RIP-Chip

RIP-Chip is immunoprecipitation of an RNA-binding protein coupled to reverse transcription and a microarray. It has been used to find interactions between RNA and protein (one protein but many RNA species per analysis).[1][2][3]

An alternative methodology (RIP-Seq) is to sequence the RNAs that were pulled down using high-throughput sequencing rather than analyze them with a microarray.

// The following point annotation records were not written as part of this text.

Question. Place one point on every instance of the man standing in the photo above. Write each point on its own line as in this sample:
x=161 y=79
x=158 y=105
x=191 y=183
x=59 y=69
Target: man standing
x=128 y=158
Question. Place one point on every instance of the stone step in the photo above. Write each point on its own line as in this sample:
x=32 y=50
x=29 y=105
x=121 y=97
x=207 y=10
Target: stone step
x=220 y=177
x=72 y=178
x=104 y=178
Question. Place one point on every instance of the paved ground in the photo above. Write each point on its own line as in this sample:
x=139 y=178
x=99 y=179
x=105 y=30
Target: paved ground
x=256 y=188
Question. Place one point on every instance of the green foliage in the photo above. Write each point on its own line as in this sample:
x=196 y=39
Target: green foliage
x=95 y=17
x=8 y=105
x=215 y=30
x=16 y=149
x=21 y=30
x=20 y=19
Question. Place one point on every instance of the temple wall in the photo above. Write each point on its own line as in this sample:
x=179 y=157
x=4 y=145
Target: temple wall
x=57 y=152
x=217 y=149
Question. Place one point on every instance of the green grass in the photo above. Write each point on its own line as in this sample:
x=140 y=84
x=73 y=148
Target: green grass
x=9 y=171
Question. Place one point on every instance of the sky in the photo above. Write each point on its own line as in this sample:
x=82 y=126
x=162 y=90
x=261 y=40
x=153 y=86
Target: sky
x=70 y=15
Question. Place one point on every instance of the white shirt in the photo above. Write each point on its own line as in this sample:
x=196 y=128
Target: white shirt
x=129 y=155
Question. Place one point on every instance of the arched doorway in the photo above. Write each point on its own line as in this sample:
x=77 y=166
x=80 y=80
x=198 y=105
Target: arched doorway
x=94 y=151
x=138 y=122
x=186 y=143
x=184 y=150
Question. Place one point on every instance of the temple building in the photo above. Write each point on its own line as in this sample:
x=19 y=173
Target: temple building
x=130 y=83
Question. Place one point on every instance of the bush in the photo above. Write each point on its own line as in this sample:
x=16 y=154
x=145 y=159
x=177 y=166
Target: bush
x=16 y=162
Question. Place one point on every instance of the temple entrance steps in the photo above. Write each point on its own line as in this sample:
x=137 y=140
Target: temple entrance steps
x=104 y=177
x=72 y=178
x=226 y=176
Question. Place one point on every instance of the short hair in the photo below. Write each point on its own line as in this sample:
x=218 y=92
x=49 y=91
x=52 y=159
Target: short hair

A similar technique is ChIP-on-chip, which detects the binding of proteins to genomic DNA rather than RNA. A competing technique is CLIP-Seq, where the RNA binding protein is cross-linked to the RNA via the use of UV light, followed by nuclease digestion and analyzed with high-throughput sequencing.

References

  1. Townley-Tilson WH, Pendergrass SA, Marzluff WF, Whitfield ML (October 2006). "Genome-wide analysis of mRNAs bound to the histone stem–loop binding protein". RNA 12 (10): 1853–67. doi:10.1261/rna.76006. PMC 1581977. PMID 16931877.
  2. Khalil AM, Guttman M, Huarte M, et al. (July 2009). "Many human large intergenic noncoding RNAs associate with chromatin-modifying complexes and affect gene expression". Proc. Natl. Acad. Sci. U.S.A. 106 (28): 11667–72. doi:10.1073/pnas.0904715106. PMC 2704857. PMID 19571010.
  3. Hendrickson DG, Hogan DH, Herschlag D, Ferrell JEF, Brown PB (2008). Bähler, Jürg, ed. "Systematic Identification of mRNAs Recruited to Argonaute 2 by Specific microRNAs and Corresponding Changes in Transcript Abundance". PLoS ONE 3 (5): e2126. doi:10.1371/journal.pone.0002126. PMC 2330160. PMID 18461144.